The figure below illustrates the timeseries of W-band radar reflectivity during the timeframe of the campaign when the flights of the ATR-42 took place. Below is the timeseries of temperature at the ground level, and the bottom panel shows the types of hydrometeors captured by the MASC also near the ground level (time steps where temperature exceeds +2°C are discarded). The apparent melting proportion estimated from MASC images fluctuates rather well with the measured ground temperatures.
The figure reflects the variability of the precipitation events recorded during the flights: with both cold and warmer temperatures, deep and shallow clouds and so on.

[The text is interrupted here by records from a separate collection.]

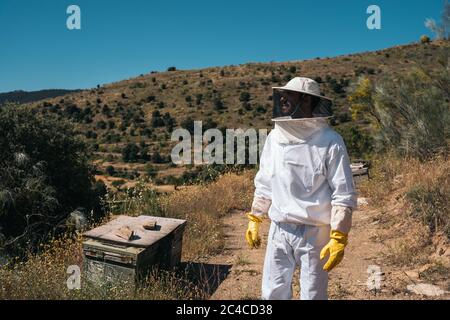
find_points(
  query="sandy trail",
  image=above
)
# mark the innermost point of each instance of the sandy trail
(347, 281)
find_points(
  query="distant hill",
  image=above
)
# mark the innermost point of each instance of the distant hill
(129, 123)
(20, 96)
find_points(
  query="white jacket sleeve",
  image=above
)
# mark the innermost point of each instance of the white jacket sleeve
(262, 199)
(340, 179)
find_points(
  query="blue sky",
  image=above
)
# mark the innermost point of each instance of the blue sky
(121, 39)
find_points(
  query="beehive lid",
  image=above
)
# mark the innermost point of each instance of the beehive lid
(142, 237)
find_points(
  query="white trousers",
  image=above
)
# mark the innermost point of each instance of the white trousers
(289, 245)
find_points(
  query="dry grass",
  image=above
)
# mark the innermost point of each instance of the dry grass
(204, 206)
(43, 275)
(414, 200)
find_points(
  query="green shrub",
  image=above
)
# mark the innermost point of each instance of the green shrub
(45, 176)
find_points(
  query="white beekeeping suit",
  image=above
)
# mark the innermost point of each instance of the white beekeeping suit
(305, 185)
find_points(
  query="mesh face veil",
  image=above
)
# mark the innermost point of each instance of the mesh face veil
(288, 111)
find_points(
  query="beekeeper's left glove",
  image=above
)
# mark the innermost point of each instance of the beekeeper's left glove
(252, 234)
(335, 248)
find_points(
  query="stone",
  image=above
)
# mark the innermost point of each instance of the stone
(425, 289)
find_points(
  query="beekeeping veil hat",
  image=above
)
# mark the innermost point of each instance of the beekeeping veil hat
(321, 109)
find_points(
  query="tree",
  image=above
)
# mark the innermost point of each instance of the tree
(441, 30)
(244, 96)
(110, 170)
(425, 39)
(410, 113)
(45, 176)
(130, 153)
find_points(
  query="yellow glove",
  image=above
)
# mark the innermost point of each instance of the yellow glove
(252, 234)
(335, 247)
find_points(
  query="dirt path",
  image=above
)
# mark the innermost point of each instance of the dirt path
(347, 281)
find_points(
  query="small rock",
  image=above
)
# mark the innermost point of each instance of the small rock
(413, 274)
(362, 202)
(425, 289)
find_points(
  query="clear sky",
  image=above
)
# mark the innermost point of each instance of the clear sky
(121, 39)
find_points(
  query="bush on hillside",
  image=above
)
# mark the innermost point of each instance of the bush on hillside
(45, 176)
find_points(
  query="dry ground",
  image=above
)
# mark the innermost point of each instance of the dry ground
(347, 281)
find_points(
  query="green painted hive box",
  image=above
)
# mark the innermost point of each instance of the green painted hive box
(111, 257)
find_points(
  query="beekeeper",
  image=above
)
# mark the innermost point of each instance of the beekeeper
(305, 185)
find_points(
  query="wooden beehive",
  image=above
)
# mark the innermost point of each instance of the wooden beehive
(109, 256)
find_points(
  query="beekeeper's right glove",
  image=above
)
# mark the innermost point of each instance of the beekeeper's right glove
(252, 234)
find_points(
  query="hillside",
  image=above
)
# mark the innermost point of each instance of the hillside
(20, 96)
(144, 110)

Airborne in-situ measurements
The atmospheric conditions sampled during each flight are summarized in the table below:
|Flight reference, date and time (UTC)||Number of legs||Altitude of legs (min / max, masl)||Temperature range (min / max, °C)|
|F04 – 22/01 13:40 – 17:20||18||1310 / 3214||-8.1 / +2.8|
|F05 – 23/01 12:30 – 16:30||22||1238 / 2706||-12.5 / +1.7|
|F06 – 27/01 13:30 – 17:00||18||1244 / 3329||-9.1 / +0.47|
|F07 – 28/01 08:50 – 12:05||14||1811 / 3300||-9.0 / +2.3|
|F08 – 30/01 10:30 – 15:30||28||1511 / 3660||-9.3 / +1.6|
In the figure below are shown some summary statistics for each flight, with the violin plots of total water content (from the CVI) and median mass diameter (MMD) derived from 2D-S and PIP measurements. The hydrometeor classification from the PIP imager was run on all flights: the dominant hydrometeor types in the size range (2 mm to 6.4 mm)are aggregates (fragile: 33%, then rimed: 28%), followed by columnar crystals and graupel.